What is BERT?
Bert stands for Bidirectional Encoder Representations from Transformers. It’s google new techniques for NLP pre-training language representation. Which means now machine learning communities can use Bert models that have been training already on a large number of words,(some researchers say the Bert model train on the English Wikipedia 2,500 million words) for NLP models to do a wide variety of tasks such as Question Answering tasks, Named Entity Recognition (NER), and Classification like sentiment analysis.
In Bert paper, they present two types of Bert models one is the Best Base and the other is Bert Large. Both of these models have a large number of encoder layers 12 for the base and 24 for the large. If you understand the concept of transformers. You will see that Bert also trained on the Encoder stacks in the transformers to use the same attention mechanism. But why is it called bidirectional?
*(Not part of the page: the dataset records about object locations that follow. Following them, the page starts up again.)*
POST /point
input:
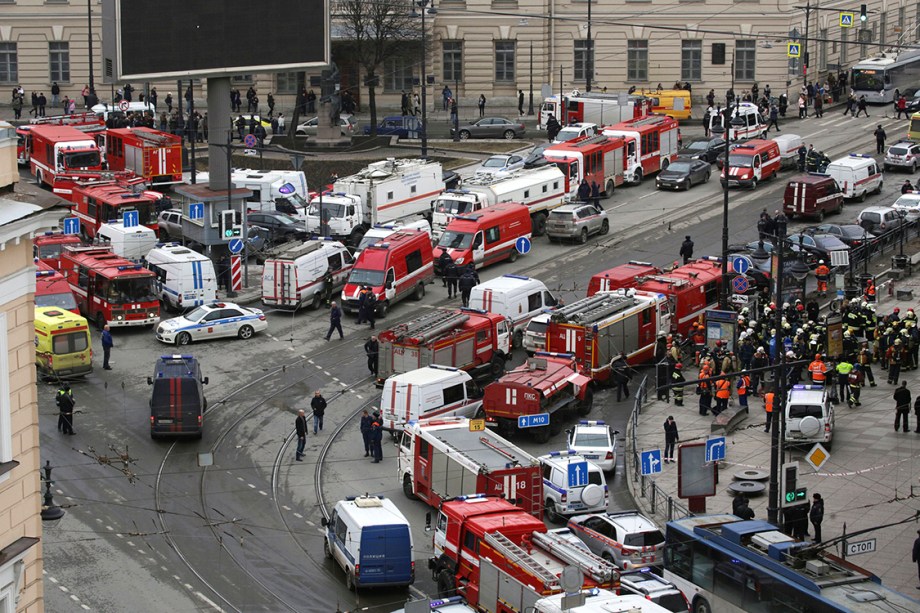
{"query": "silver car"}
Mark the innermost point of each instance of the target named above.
(577, 221)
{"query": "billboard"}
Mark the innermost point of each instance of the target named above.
(145, 41)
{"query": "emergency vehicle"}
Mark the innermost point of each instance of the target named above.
(691, 289)
(597, 159)
(469, 339)
(502, 560)
(547, 383)
(156, 156)
(651, 144)
(442, 458)
(110, 289)
(609, 325)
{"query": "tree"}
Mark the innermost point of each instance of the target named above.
(374, 32)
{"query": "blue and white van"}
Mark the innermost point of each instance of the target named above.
(372, 542)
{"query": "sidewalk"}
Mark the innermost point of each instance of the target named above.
(869, 479)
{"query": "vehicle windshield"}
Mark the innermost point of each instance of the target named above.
(455, 240)
(361, 276)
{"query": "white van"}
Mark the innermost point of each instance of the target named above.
(856, 175)
(517, 298)
(185, 278)
(296, 277)
(424, 393)
(132, 243)
(371, 540)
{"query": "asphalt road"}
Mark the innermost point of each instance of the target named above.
(243, 534)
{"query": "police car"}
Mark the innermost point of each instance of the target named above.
(595, 441)
(212, 321)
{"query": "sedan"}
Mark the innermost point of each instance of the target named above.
(492, 127)
(702, 148)
(683, 174)
(215, 320)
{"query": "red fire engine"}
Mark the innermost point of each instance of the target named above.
(599, 158)
(690, 289)
(156, 156)
(503, 560)
(651, 144)
(547, 383)
(110, 289)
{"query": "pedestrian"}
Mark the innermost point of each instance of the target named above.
(686, 249)
(300, 425)
(107, 345)
(902, 406)
(816, 515)
(335, 321)
(318, 404)
(670, 438)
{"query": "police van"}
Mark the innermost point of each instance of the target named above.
(372, 542)
(185, 278)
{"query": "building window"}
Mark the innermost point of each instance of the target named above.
(9, 70)
(59, 55)
(745, 58)
(453, 60)
(583, 60)
(504, 60)
(637, 60)
(691, 60)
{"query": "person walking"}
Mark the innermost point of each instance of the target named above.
(670, 438)
(335, 321)
(300, 425)
(318, 404)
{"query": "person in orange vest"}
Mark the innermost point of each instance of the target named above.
(823, 273)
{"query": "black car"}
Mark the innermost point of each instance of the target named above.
(702, 148)
(684, 174)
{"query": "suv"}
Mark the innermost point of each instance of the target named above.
(628, 538)
(809, 416)
(563, 500)
(577, 221)
(903, 154)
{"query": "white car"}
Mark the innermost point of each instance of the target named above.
(595, 441)
(212, 321)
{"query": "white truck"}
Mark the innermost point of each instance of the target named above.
(385, 192)
(541, 189)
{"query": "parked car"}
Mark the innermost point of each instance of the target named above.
(683, 174)
(491, 127)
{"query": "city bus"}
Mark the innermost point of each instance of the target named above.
(724, 564)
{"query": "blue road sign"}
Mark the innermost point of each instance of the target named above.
(71, 225)
(533, 421)
(578, 474)
(523, 245)
(715, 449)
(651, 462)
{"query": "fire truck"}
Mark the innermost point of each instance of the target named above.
(609, 325)
(598, 158)
(468, 339)
(156, 156)
(651, 144)
(503, 560)
(110, 289)
(442, 458)
(99, 202)
(59, 153)
(690, 289)
(547, 383)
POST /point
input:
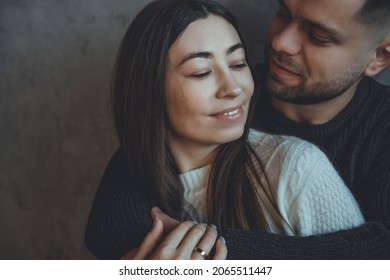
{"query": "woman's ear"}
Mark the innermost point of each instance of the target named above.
(380, 60)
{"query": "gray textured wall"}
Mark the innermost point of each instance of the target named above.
(55, 132)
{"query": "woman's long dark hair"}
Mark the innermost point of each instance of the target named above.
(235, 186)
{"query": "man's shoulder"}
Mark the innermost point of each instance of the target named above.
(378, 89)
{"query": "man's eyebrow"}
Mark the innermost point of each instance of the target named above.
(281, 3)
(206, 54)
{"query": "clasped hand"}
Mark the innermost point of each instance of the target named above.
(183, 241)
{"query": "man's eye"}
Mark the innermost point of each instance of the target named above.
(319, 40)
(283, 14)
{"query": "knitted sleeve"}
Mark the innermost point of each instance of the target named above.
(321, 203)
(119, 218)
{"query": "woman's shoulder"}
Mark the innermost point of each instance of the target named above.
(267, 145)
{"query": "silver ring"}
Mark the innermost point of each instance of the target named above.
(201, 252)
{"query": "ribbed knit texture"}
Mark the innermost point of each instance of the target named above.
(310, 195)
(357, 141)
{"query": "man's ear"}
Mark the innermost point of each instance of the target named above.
(381, 59)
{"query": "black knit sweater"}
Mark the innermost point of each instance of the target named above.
(356, 141)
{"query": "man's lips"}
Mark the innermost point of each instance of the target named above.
(281, 69)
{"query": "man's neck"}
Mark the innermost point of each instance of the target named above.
(315, 114)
What is bidirectional mean?
Because the transformers encoder reads the entire sequence of the words at once which is the opposite of the directional models that read the input sequentially for the left to the right or from the right to the left. The bidirectional method will help the model to learn and understand the meaning and the intention of the word based on its surrounding. Since we will use it for toxic classification, we will explain only the Bert steps for classification tasks only.
What is the input of Bert?
The input of Bert is a special input start with [CLS] token stand for classification. As in the Transformers, Bert will take a sequence of words (vector) as an input that keeps feed up from the first encoder layer up to the last layer in the stack. Each layer in the stack will apply the self-attention method to the sequence after that it will pass to the feed-forward network to deliver the next encoder layer.
What is the output of Bert?
The output of Bert model contains the vector of size (hidden size) and the first position in the output is the [CLS] token. Now, this output can be used as an input to our classifier neural network for classification of the toxicity of the words. In the Bert paper, they achieve a great result by using only a single layer neural network as the classifier.